Dazu sind Steam-downloads anders als wenn man z.B. eine dicke ISO zieht - die dicke ISO muss dabei nicht entpackt werden etc. Steam-Downloads sind Spieledaten, die je nach Engine usw. absolut unterschiedliche Größe haben, aber es ist immer mehr als 1 große Datei.

Ich sage das einfach: wer eine 400er Leitung hat, sollte sich auch eine SSD zulegen. 
Man muss übrigens nicht alles drauf installieren, viele Spiele fühlen sich auch auf einer HDD wohl, aber zwecks schnellen Downloads müssen die erst auf die SSD, sonst limitiert sie.

Das hat aber auch positive Nebenwirkungen:
Deine Leitung wird nicht flachgelegt. Steam schafft es, die Leitung so weit zu belasten das weder zocken, noch Livestream oder Video schauen möglich wird, nur surfen und das auch nur da wo nix dickes geladen wird. Das ist ja nicht der Sinn der Sache, sich während des Downloads die Leitung unbrauchbar zu machen.
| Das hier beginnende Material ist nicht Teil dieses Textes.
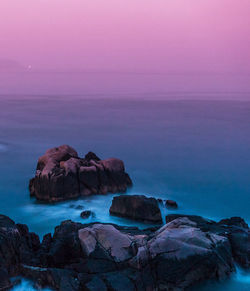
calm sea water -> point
(195, 152)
Habe übrigens eine 500er Leitung. Download auf SSD - kein Thema. Download auf HDD (WD Black, also keine lahme) - 30-40MB/s average. Weil die HDD nicht mehr mitkommt.


----------



## Dwayn_E (17. Juni 2018)

hm okay dann muss wohl doch erstmal ne große ssd kaufen.. 
Welche SSD kannst du empfehlen? ich dachte eigentlich an eine samsung 860 evo 2 tb (ich hab meine spiele immer gern parat, zwar würde ich ich einige mit einer schnellen leitung bei bedarf auch schnell wieder drauf haben, aber ich hasse es immer platz zu schaffen wenn ich doch mal ein paar mehr spiele drauf hab.)


----------



## cryon1c (18. Juni 2018)

Dwayn_E schrieb:


> hm okay dann muss wohl doch erstmal ne große ssd kaufen..
> Welche SSD kannst du empfehlen? ich dachte eigentlich an eine samsung 860 evo 2 tb (ich hab meine spiele immer gern parat, zwar würde ich ich einige mit einer schnellen leitung bei bedarf auch schnell wieder drauf haben, aber ich hasse es immer platz zu schaffen wenn ich doch mal ein paar mehr spiele drauf hab.)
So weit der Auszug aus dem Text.